Method 2: No transcript available? Use Supernormal
If a video has no auto-generated transcript, you can still get one in a couple of minutes using Supernormal's desktop app.
Open the Supernormal desktop app
Trigger a manual capture
Play the YouTube video
Once the video finishes, stop the capture
Open Supernormal and your full transcript is ready, no upload or import required
This also works for any video you cannot get a transcript for elsewhere, including private or unlisted videos you have access to, or videos with disabled captions.
Already have a transcript? Turn it into something useful
If you pulled a transcript using Method 1, the next step is doing something with it. Paste it straight into Supernormal's AI agent and turn it into a summary, blog post, brief, or other client deliverable in a flash.
Supernormal also fits this workflow a third way: if you are recording a meeting that involves watching or screen-sharing a YouTube video (a team review, a training session, a client walkthrough), the desktop app captures the audio in the background and transcribes it automatically once the meeting ends. No separate transcription step needed.

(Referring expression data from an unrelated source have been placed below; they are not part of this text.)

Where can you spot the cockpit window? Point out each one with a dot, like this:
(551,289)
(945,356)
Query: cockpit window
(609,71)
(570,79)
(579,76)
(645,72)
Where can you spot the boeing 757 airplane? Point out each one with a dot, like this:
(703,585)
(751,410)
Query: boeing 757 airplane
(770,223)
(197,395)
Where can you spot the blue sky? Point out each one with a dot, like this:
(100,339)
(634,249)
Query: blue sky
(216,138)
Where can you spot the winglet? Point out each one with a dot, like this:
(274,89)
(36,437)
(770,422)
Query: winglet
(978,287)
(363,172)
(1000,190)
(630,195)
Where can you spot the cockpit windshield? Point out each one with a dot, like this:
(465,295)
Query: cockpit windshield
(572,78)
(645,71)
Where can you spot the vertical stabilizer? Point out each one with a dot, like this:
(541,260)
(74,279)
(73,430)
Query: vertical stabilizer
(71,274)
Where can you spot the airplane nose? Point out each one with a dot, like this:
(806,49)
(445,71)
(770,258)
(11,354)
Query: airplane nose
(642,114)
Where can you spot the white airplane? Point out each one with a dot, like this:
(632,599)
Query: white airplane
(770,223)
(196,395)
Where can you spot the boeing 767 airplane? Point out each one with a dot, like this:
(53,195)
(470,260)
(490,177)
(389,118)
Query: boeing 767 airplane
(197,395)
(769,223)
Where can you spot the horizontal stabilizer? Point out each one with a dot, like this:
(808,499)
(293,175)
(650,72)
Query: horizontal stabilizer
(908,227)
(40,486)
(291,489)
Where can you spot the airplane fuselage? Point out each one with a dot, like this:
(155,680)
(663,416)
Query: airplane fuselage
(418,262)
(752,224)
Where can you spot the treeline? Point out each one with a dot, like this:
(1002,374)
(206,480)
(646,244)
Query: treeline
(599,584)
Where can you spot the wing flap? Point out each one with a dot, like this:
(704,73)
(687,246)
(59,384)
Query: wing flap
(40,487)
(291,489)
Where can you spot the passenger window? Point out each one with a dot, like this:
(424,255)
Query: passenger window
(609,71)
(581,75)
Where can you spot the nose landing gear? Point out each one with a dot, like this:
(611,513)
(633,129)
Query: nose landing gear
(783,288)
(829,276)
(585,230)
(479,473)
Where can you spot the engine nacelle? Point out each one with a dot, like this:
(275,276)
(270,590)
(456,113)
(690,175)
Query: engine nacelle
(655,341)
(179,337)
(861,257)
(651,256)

What to do with your transcript
A raw transcript is a starting point. Here is what you can do with it:
Turn it into a blog post
Long-form video often contains more than enough material for a written article. Paste the transcript into your editor, remove filler words, and restructure with headings. A 20-minute video can easily become a 1,500-word post.
Pull social content
Scan for strong standalone quotes or insights that work as LinkedIn posts or Twitter threads with minimal editing.
Build a research summary
If you are working through multiple videos on a topic, paste the transcripts into an AI tool and ask it to extract key points or compare positions across sources.
Turn it into a client deliverable
Take your transcript, paste it into Supernormal's AI agent, and turn it into a brief, proposal, or project summary in moments.